The Ktunaxa Nation said Thursday it was considering its options after a recent BC Court of Appeal ruling.
The British Columbia Court of Appeals ruled last week that BC’s approval of a ski resort in the Jumbo Valley, or Qat’muk, did not violate the Ktunaxa Charter right to freedom of religion, and that BC’s consultation with the Ktunaxa regarding their constitutionally protected Aboriginal rights was reasonable.
Kathryn Teneese, Ktunaxa Nation Council Chair, said the decision should be a concern to all Canadians who care not only about the constitutionally protected rights of Aboriginal peoples, but about the actual protection of their own freedom of religion as promised in the Charter of Rights and Freedoms.
“The court ruling also means it was okay for the Minister who approved the ski resort to ignore our Charter right to freedom of religion even though we expressly raised it several times with him in writing,” Teneese said. “The Minister didn’t even mention our Charter right in his written decision to approve the ski resort. From our perspective, the court also has allowed the government to make significant errors in consultations with us.”

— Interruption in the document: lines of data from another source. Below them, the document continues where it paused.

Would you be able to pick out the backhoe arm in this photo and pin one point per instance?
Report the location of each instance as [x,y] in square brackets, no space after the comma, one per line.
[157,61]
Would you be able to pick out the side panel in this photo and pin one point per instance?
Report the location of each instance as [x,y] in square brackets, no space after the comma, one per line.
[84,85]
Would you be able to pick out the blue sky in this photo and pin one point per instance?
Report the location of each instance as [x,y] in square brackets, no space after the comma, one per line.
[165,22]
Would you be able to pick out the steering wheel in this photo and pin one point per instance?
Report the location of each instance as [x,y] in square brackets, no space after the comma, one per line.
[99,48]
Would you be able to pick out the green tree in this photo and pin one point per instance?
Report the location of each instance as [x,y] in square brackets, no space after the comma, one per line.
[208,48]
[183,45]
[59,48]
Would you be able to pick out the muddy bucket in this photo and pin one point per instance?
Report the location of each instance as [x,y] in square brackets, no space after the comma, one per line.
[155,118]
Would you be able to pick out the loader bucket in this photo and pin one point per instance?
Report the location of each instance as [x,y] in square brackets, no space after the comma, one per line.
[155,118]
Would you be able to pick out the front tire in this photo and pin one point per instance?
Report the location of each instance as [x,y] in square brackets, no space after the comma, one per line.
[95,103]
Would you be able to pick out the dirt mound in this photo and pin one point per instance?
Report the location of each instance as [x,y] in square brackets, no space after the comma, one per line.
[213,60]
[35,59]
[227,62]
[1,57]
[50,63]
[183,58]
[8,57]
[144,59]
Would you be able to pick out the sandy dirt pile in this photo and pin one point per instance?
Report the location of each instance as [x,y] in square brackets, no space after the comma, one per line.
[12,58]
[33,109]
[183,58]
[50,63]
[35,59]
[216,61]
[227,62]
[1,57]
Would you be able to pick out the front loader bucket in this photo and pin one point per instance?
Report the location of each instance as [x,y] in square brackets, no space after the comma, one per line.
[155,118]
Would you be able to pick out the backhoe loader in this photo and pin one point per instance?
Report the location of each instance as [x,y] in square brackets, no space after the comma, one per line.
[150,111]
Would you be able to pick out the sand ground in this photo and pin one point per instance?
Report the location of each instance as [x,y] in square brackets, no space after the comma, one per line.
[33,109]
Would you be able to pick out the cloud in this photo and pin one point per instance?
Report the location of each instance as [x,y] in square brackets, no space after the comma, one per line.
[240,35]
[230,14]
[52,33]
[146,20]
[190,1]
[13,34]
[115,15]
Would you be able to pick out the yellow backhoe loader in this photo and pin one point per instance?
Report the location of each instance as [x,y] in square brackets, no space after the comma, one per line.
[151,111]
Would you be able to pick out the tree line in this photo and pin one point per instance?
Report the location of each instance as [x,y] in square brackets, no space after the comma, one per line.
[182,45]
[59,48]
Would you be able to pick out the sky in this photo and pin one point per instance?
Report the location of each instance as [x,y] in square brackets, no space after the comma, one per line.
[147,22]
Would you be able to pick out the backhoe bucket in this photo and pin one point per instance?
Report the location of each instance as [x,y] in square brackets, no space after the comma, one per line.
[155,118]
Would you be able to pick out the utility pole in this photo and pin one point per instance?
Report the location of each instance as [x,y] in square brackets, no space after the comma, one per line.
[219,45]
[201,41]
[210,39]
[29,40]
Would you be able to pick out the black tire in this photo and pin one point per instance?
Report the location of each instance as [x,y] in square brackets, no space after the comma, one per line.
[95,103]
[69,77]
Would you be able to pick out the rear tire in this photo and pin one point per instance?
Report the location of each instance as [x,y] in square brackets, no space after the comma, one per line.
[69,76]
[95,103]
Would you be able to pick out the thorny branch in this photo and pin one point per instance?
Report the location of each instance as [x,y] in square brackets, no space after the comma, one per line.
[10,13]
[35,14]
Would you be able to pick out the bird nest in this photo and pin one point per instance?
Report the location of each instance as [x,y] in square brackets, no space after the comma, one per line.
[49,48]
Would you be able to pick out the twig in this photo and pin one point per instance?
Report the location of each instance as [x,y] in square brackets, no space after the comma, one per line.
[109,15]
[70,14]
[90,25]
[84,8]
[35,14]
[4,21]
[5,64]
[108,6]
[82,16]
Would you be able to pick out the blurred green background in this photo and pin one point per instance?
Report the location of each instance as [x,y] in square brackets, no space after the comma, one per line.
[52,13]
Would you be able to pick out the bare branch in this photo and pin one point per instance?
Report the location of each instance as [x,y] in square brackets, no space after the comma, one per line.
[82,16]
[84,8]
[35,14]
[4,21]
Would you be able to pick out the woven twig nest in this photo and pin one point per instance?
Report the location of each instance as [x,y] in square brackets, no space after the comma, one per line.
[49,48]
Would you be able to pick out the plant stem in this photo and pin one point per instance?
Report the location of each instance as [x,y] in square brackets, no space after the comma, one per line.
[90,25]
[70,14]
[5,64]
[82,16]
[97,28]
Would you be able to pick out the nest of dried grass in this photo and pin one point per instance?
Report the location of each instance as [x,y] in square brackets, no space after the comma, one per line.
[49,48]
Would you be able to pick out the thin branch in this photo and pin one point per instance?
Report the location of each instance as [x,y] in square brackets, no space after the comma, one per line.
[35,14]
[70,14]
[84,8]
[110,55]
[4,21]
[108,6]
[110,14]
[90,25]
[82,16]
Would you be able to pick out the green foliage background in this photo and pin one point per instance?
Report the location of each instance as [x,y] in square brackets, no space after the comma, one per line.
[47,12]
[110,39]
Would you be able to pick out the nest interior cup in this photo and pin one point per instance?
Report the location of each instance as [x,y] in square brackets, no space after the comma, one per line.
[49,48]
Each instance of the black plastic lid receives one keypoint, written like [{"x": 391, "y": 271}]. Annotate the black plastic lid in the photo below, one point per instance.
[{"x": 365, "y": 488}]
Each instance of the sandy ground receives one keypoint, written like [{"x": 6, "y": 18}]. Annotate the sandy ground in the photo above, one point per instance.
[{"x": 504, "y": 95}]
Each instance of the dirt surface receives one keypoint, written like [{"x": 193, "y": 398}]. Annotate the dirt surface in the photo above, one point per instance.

Teneese said that if the ski resort is built, it puts vitally important Ktunaxa spiritual practices and beliefs at stake.
“Those spiritual practices and beliefs are central to the Ktunaxa, our society, identity and sense of well-being. But the Court of Appeal ultimately decided that our spiritual practices and beliefs should not be protected when their protection might impact other people,” she said. “Despite the court ruling, we continue to believe that our Charter rights are meant to be protected.”
Teneese said Qat’muk is where the Grizzly Bear Spirit was born, goes to heal itself, and returns to the spirit world. For Ktunaxa, Grizzly Bear Spirit is a unique and indispensable source of collective as well as individual guidance, strength, and protection, and a necessary part of many Ktunaxa spiritual practices. Qat’muk’s spiritual importance is also deeply connected to its biological significance for living grizzly bears now and in the future.
“We have opposed this project for almost 30 years and will continue to do so,” Teneese added. “We are working closely with our legal team to analyze the ruling and other developments to determine what our next steps will be.”
She said one of those steps could be an appeal to the Supreme Court of Canada.